Era miércoles por la tarde, estaba en plena reunión donde estaban explicando los lineamientos generales del trimestre corporativo, mas ella tenía otra cosa en la cabeza; el vestido que iba a usar el sábado , era simplemente fabuloso, con un escote profundo y su espalda al descubierto estaba convencida de que tendría un éxito rotundo en la noche del sábado, todos los hombres caerían rendidos ante sus encantos, todos debidamente mostrados por el vestido que realzaba cada uno de ellos de manera impactante. De la reunión poco y nada retuvo, luego de tantos años ahí dentro ya se sabía de memoria todos los lineamientos posibles para aumentar la productividad y aumentar las ganancias. Poco retuvo de la reunión pero ya tenía en claro qué zapatos combinarían divinos con el color del vestido y la cartera que hacía juego con ellos, Los había visto en el escaparate de una tienda de diseño, estaban un poco fuera de su presupuesto, pero la noche del sábado lo ameritaba, ¿total, qué le hacía comer arroz durante un mes?, lo había hecho tantas veces que una vez más no le iba a implicar tanto.
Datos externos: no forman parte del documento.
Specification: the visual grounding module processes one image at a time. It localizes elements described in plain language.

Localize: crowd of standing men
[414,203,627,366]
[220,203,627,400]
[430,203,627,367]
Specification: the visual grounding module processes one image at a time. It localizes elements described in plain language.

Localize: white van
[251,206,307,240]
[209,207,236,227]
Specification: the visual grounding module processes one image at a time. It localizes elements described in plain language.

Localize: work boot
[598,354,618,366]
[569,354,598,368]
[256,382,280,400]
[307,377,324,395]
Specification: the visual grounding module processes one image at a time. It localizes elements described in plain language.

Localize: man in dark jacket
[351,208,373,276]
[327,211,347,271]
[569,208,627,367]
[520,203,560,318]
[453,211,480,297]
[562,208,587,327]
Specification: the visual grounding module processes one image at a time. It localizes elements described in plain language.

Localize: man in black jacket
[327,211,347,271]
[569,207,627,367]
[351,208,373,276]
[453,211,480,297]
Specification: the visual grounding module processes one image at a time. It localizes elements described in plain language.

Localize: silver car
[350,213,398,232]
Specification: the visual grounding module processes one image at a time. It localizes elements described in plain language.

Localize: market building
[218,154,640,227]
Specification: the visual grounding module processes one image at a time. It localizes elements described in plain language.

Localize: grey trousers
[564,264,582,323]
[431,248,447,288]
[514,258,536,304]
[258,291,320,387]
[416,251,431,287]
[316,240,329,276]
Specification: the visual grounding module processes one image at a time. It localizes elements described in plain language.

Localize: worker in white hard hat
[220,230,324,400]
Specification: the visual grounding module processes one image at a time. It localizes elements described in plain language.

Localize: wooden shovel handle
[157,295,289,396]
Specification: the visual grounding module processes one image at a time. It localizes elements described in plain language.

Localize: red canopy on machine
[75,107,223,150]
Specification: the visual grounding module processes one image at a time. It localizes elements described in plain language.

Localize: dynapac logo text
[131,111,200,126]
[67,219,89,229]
Ya al viernes no le salía ni trabajar, siempre le pasaba los nervios de la cercanía del sábado no le permitían hacer su trabajo correctamente, lo único que le quedaba era tratar de pasarlo disimuladamente y rogar que su jefe no la llamara por nada en particular.
Ya tenía cita para el peluquero el manicurista, y la depiladota para el sábado a la mañana, a la tarde la tenía reservada para una siesta reparadora y así no estar con ojeras de cansancio a la noche.
Y Llegó el sábado, tan largo y ansiosamente esperado, vestida perfumada, peinada se dirige a la milonga del barrio, el vestido le queda pintado, si bien hace rato que ya pasaron sus quince años, ella se siente una quinceañera tontamente emocionada, pensando en que bailará y reirá toda la noche y que la rodearan caballeros de toda la ciudad, caballeros de traje y bombim, fumando exóticos habanos, a ella no le gusta el olor a humo, pero sabe que fumar habanos es de otro estatus, uno al que ella no le molestaría entrar.
Y aguantó todo lo que pudo, movió el pie al ritmo de la música toda la noche, sólo se atrevió a tomar agua sin gas para que el alcohol no le hiciera perder compostura, toda la noche estuvo sentada obediente en su silla esperando a que algún señor, de esos con habanos y sombrero la sacara a bailar una pieza, pero no hubo caso, su vestido tan largamente pensado, su peinado nada logró esa noche.
Abatida en las primeras horas de la madrugada, con la tristeza que empaña su vista, toma el taxi que la devolverá a su casa, un departamento de dos ambientes chicos y oscuros, en barrancas, donde la única vista que tiene es una gran pared manchada de humedad del edificio de enfrente.
Ya en su casa mientras se prepara un café con leche, como todos los domingos a la mañana, se saca su vestido y lo cuelga primoroso en la percha que le designó a tal modelo, se cepilla con parsimonia cien veces su larga cabellera, se quita con pequeños algodones el maquillaje restante. Cuando el café está listo, ella también, prende la televisión para mirar el canal del noticiero y de a sorbos va bebiéndolo, no presta mucha atención a las noticias que se van sucediendo una tras otra a través de la pantalla, ya tiene en mente otra cosa mucho más importante que todas, la noche del sábado próximo.